Readit News logoReadit News
psifertex · 3 years ago
Sorry for the outages, friends. We're actively working on getting it able to handle higher load but we knew that if we hit HN we'd be swamped no matter what we did. We're spinning up more workers and fixing obvious perf issues as we see them, but if it's not available when you try it make sure to check back later!
athrowaway3z · 3 years ago
I really appreciate these kinds of websites.

But i wonder if we eventually go full circle and it becomes easier and cheaper to send a wasm linux kernel with virtual disk access over websockets instead of processing stuff server side.

rfoo · 3 years ago
IDA Pro and Binary Ninja listed here is proprietary and require expensive licenses to run.

Dead Comment

meibo · 3 years ago
I feel like the decompiler space is a little stuck? I mostly go with Hex-Rays out of habit and because I'm used to IDA, but I haven't really seen x64 decompiler output noticeably improve in recent releases.

A lot of my colleagues use Ghidra a lot now and complain about its decompiler regularly.

Is there any new approach in the works? Maybe something ML-based for optimization? Would be sad if Hex-Rays output is "as good as it's gonna get".

tralarpa · 3 years ago
> A lot of my colleagues use Ghidra a lot now and complain about its decompiler regularly.

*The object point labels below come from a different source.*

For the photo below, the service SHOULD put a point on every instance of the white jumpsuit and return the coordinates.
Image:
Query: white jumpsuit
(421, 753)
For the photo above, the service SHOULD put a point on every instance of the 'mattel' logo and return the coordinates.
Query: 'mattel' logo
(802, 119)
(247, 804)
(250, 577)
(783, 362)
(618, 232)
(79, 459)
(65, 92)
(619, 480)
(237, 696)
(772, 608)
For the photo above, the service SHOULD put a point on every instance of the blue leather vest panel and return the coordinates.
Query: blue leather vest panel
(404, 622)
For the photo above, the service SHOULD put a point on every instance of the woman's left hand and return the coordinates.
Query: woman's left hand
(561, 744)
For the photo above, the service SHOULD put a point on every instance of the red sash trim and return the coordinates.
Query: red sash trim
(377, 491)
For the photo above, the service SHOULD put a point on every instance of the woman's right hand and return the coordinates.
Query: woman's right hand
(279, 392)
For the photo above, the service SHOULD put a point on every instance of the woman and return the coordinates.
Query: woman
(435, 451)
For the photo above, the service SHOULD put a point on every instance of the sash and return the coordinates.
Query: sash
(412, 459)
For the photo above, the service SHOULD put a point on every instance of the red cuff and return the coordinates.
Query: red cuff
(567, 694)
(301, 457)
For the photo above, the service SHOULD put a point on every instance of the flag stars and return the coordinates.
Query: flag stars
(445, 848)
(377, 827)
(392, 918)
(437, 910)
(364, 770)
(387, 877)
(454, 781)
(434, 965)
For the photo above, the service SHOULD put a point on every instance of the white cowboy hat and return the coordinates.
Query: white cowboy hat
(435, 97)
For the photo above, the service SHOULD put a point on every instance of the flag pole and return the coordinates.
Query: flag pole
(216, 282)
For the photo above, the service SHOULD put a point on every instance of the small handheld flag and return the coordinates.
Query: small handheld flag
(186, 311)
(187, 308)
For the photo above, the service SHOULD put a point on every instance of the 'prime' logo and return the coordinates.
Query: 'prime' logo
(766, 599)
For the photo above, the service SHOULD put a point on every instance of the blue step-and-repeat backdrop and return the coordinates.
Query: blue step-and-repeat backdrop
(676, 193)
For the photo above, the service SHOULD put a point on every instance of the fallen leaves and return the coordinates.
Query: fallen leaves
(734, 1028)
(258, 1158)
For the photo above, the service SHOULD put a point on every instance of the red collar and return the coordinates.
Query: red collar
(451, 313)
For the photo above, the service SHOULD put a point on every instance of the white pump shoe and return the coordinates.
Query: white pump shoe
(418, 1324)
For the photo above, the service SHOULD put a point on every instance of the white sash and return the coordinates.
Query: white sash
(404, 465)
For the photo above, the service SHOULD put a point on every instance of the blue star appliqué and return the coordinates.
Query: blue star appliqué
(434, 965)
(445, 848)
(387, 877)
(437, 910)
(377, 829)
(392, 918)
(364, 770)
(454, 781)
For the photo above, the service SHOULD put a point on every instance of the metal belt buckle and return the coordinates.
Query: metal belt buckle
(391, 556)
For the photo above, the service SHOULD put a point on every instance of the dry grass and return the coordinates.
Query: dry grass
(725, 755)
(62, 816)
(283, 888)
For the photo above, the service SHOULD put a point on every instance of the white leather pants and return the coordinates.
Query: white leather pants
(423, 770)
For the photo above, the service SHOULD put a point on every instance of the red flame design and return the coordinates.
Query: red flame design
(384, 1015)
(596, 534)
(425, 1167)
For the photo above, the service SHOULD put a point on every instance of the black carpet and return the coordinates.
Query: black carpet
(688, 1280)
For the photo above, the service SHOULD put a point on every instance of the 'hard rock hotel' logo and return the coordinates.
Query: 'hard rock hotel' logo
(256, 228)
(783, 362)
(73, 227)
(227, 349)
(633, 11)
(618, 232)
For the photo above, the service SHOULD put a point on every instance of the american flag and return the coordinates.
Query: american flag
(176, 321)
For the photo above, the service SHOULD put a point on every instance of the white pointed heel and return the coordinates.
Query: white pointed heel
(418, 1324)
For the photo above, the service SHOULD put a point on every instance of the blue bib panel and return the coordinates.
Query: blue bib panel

Are your colleagues decompiling obfuscated code (for example malware)? Publicly available decompilers are not working well for that, but I assume that many specalists have their own little improvements and plugins that they don't share with others because it's their core business.

For non-obfuscated code, Ghidra has served me very well, even for entire applications. Often, it has to be pushed into the right direction (for example, by manually specifying the type of a variable) and it sometimes misses some obvious simplifications especially when arrays are involved, but I think those issues could be solved relatively easily by polishing/extending its heuristics. Nothing where I would say that ML is needed, although it would be possible. At the end, most programs contain the same patterns and an ML-based system could help identifying them.

But yeah, obfuscated code, that's something else. There are some academic publications about the usage of ML for that. No idea what's happening inside the company labs, though.

badsectoracula · 3 years ago
I haven't used Ghidra "seriously" but i fed it some non-trivial programs i wrote in Free Pascal and i was very surprised to see that it recreated a C++ program that was incredibly similar to what the Free Pascal program looked like.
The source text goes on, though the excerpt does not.